Les opérateurs télécoms priés de se mettre au vert

27 juillet 2010 à 15h45
- Mis à jour le 16 janvier 2019 à 18h45 -

En associant l'écologie au numérique, la Fédération des Télécoms et le Gouvernement comptent réduire la consommation énergétique et l'empreinte carbone de la France.Pour les fournisseurs d'accès, l'année 2011 sera verte. Et attention, on ne parle pas ici de la couleur des tapis de célèbres jeux d'argent désormais légalisés en ligne. Après le vert "poker" obtenu grâce au Gouvernement, les opérateurs télécoms sont priés aujourd'hui de se mettre davantage au vert "écolo".

En décembre dernier, notre partenaire LesNumeriques.com rappelait à quel point les Box et autres décodeurs TV sont énergivores. Mais comment concilier la croissance de l'économie et des loisirs numériques avec le développement durable ? A défaut de répondre entièrement à la question, les opérateurs viennent de signer une charte dans laquelle ils s'engagent à réduire la consommation énergétique du secteur des télécoms d'ici 2020.

Co-signé par Chantal Jouanno, Secrétaire d’Etat chargée de l’Ecologie, Nathalie Kosciusko-Morizet, Secrétaire d’Etat chargée de la Prospective et du Développement de l'économie numérique, et Frank Esser, Président de la Fédération Française des Télécoms, cet accord porte essentiellement sur 3 points :

- la promotion de l'éco-responsabilité des acteurs du secteur des télécoms
- l’essor de la consommation durable avec la généralisation d’offres de reprise des téléphones usagés et le déploiement de l’affichage environnemental
- la maîtrise énergétique des réseaux, et notamment la réduction de la consommation des Box, des décodeurs et (surtout) des Data-centers.

L'explosion des usages numériques et l'extension des réseaux de télécommunication a considérablement changé la donne. D'après une étude de l'IDATE (fichier PDF - 360Ko), la consommation électrique de la filière télécoms en France a bondi de 45% entre 2005 et 2008 en passant de 4.6 à 7.6 Twh par an. Si la consommation des réseaux mobiles est restée stable, celle des réseaux fixes et des Box a considérablement augmenté.

A titre d'exemple, cette dernière a été multipliée par 5 en l'espace de 3 ans ! L'explication est à chercher du côté de la croissance rapide du taux d'équipement des ménages (informatique...) et du taux de pénétration d'Internet. Rappelons que le nombre d'abonnés ADSL a presque doublé (+91%) entre 2005 et 2008.

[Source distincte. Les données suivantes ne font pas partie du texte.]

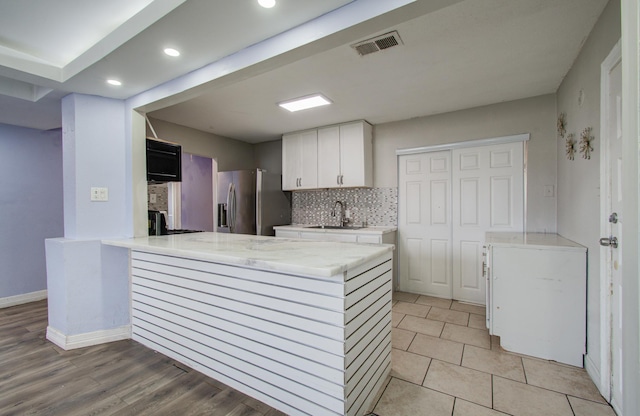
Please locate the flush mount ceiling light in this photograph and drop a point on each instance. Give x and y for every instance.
(304, 103)
(267, 4)
(172, 52)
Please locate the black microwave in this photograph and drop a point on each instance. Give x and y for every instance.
(164, 162)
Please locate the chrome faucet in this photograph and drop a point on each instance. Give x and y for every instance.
(343, 206)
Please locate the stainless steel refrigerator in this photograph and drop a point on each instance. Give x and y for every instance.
(251, 202)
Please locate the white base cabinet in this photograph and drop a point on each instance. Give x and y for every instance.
(537, 295)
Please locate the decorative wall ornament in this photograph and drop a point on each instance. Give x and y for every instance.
(562, 124)
(570, 146)
(585, 143)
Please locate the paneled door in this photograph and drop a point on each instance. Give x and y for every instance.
(488, 195)
(447, 201)
(424, 223)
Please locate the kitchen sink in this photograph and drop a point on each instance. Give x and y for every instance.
(334, 227)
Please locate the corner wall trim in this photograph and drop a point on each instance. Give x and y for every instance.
(70, 342)
(23, 298)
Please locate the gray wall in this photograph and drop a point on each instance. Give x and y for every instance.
(579, 180)
(535, 116)
(31, 205)
(229, 153)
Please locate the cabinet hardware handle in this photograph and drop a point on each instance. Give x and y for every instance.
(609, 242)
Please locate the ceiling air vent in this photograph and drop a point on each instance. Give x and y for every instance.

Parallèlement à la généralisation du haut-débit, le "Triple play" a par ailleurs accéléré la hausse de la consommation énergétique. En transformant les modems en passerelles multimédias (Box + décodeur IPTV), les opérateurs ont alourdi la facture environnementale et la facture EDF des abonnés par la même occasion. Rappelons que les Box ont vocation à être allumées en permanence pour assurer le service de téléphonie IP ou permettre la diffusion de flux TV.

Parallèlement aux (set top) Box, les opérateurs ont aussi accru leurs capacités en amont pour densifier leurs réseaux (dégroupage avec l'installation de DSLAM et de points de présence), et leurs Data-centers (multiplication des serveurs) pour faire face à la demande de services (VoIP, TV sur IP, VoD, téléchargement, streaming...). Selon l'IDATE, la consommation électrique des datacenters d’opérateurs télécoms est ainsi respectivement passée de 0.3 à 0.5 Twh/an (+66%) sur la période 2005/2008.

Dans un premier temps, les acteurs du secteur (excepté Free qui n'est plus membre de la Fédération Française des Télécoms) veulent donc stabiliser la consommation énergétique malgré la hausse des usages. Dans un deuxième temps (à partir de 2012), l'objectif affiché est de la réduire de manière durable pour que le niveau de consommation en 2020 soit équivalent à celui de la période 2009-2010.